Entendemos a empatia na esfera da compreensão. Schutz (2012) aponta que só podemos compreender o outro a partir das experiências que tenho desse outro. As impressões que vamos ter do outro serão subjetivas. Mas ainda assim, essas interpretações ou impressões terão um valor aproximado, isto é, não terão as impressões por completo do outro. “É de grande importância penetrar a fundo na estrutura dessa compreensão, para mostrar as experiências de outras pessoas em termos das próprias experiências que temos delas” (SCHUTZ, 2012, p. 186). As experiências que os indivíduos têm com o outro permitem conhecê-lo um pouco mais. Conhecê-lo com limitações, uma vez que cada um de nós já tem suas experiências vividas e individualmente guardadas; de modo que, quando vamos decifrar algo ou alguém, as interpretações já estão inundadas com as nossas próprias experiências vividas.
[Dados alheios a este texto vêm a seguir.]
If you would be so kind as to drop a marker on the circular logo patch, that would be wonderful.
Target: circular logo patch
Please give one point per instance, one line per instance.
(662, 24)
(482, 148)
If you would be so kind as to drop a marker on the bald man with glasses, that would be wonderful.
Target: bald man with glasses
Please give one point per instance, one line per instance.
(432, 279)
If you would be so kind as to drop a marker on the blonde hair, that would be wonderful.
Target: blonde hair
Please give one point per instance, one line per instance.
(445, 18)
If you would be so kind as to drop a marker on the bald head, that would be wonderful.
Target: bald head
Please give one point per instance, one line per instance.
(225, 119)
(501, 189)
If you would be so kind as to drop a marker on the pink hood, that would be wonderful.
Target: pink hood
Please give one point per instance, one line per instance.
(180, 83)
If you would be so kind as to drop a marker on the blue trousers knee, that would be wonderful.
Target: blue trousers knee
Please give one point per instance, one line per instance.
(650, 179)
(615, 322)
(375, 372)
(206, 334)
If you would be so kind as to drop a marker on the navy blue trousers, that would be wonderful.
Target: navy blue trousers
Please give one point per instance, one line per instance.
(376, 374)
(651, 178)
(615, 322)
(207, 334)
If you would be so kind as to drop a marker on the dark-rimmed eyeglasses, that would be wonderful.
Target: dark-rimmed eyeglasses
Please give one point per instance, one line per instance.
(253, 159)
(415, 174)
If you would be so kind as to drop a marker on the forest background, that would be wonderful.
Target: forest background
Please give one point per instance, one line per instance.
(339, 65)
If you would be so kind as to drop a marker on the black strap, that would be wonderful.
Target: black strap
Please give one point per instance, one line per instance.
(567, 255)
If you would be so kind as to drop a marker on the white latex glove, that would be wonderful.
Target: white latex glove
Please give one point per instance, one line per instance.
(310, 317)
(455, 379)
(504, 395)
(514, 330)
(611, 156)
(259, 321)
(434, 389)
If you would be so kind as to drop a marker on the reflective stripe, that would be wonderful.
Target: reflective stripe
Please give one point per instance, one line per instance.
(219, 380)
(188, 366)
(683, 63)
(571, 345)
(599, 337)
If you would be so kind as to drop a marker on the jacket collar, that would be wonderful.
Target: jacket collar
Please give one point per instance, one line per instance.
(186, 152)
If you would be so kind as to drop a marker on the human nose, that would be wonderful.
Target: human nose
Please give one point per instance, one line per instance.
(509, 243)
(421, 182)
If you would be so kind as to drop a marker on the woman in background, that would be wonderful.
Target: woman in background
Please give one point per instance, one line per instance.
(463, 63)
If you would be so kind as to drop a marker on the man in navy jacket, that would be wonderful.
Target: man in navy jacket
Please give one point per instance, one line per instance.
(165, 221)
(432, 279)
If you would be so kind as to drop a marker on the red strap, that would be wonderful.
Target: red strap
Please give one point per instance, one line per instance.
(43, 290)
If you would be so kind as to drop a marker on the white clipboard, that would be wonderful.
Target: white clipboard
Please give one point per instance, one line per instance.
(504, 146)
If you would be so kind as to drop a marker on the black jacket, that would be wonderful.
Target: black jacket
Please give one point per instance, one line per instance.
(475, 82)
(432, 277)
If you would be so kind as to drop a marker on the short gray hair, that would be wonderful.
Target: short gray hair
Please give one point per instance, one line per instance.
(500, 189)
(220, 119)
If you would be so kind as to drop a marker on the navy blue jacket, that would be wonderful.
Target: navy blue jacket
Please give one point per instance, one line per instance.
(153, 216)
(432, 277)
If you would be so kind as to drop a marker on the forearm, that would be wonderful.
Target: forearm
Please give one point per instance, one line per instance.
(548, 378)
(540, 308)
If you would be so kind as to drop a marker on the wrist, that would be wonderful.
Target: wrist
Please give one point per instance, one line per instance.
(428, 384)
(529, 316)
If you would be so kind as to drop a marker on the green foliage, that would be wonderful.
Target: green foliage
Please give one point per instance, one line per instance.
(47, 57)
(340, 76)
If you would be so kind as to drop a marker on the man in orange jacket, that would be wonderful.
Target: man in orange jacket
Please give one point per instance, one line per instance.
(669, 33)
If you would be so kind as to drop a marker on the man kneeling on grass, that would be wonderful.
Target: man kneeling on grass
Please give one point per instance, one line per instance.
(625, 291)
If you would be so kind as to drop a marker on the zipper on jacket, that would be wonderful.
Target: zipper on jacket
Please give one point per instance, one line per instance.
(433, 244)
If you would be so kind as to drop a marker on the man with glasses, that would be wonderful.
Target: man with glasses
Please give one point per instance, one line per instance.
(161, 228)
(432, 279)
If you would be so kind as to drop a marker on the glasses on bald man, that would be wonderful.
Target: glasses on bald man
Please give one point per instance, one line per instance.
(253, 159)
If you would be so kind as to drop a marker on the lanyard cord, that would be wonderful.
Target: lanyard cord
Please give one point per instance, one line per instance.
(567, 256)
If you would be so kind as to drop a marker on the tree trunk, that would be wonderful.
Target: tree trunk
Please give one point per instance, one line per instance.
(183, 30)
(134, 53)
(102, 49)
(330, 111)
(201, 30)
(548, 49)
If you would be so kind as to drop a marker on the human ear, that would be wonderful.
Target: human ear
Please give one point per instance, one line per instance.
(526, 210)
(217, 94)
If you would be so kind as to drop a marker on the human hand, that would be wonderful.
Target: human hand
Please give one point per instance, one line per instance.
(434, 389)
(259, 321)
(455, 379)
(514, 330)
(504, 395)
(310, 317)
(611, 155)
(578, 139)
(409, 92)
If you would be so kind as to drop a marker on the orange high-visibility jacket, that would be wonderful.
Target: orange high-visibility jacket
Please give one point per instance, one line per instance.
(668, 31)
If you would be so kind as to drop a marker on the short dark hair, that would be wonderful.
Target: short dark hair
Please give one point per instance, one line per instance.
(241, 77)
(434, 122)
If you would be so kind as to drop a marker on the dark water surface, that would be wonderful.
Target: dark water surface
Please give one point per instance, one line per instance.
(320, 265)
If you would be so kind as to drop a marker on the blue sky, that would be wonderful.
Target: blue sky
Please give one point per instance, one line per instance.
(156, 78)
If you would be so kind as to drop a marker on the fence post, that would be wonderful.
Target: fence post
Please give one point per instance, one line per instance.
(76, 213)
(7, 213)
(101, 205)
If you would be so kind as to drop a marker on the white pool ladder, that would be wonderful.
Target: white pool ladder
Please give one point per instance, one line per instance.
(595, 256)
Com as observações feitas durante as pesquisas de campo e em diálogo com o pensamento de Schutz (2012), percebemos que as relações sociais do Movimento pela Vida, entre os próprios integrantes, dão-se na esfera da compreensão. Ainda que cada um tenha suas experiências particulares do mundo da vida, entendem a dor do outro, que é semelhante à “nossa”. Porém, quando essa compreensão ultrapassa o grupo e vai para o social, segundo o depoimento de D.ª Iranilde, essa empatia – ou mesmo solidariedade – não está presente no outro.

Por isso os recursos comunicacionais que são utilizados pelas integrantes do Movimento pela Vida – como os banners, as camisetas com as fotos e as participações nos eventos – são molas propulsoras para a divulgação do trabalho desenvolvido pelo grupo e da dor das mães e mulheres. Eis o processo comunicacional no mundo da vida, entre os integrantes do grupo e a sociedade. As experiências são compartilhadas. Às vezes sendo compreendidas, outras não.

Desse modo, as intersubjetividades que se situam no mundo da vida partem das experiências vividas, que foram guardadas e que em algum momento são expostas no seio social. Conceitos são firmados e/ou refeitos, assim como o conceito sobre a violência. Cada um tem uma opinião ou experiência sobre ela. Quando os indivíduos interagem uns com os outros, esses conceitos são reformulados.

As reflexões teóricas de Simmel (2006) são fundamentais neste contexto, para que se compreenda a interação entre os indivíduos do grupo e a forma como o grupo se estrutura para fixar ou legitimar suas ideias no tecido social. Recursos comunicacionais utilizados como divulgação (banners e camisetas) são formas para a midiatização do Movimento pela Vida. Portanto, forma de interação com o outro que não vivenciou a mesma dor que as mães e mulheres do Movida.

Em razão disso, entendemos que o tecido social se efetiva nas relações. Constitui-se com essa interação de culturas e de símbolos, que ao longo do tempo são naturalizados. Assim, podemos observar que o entendimento da violência ganha proporção entre as pessoas. Podemos observar, ainda, o conceito de violência para as integrantes do Movimento pela Vida. Existe um conceito dado por elas, que surgiu da sua experiência com a violência e das trocas de experiência com quem vivenciou a mesma situação.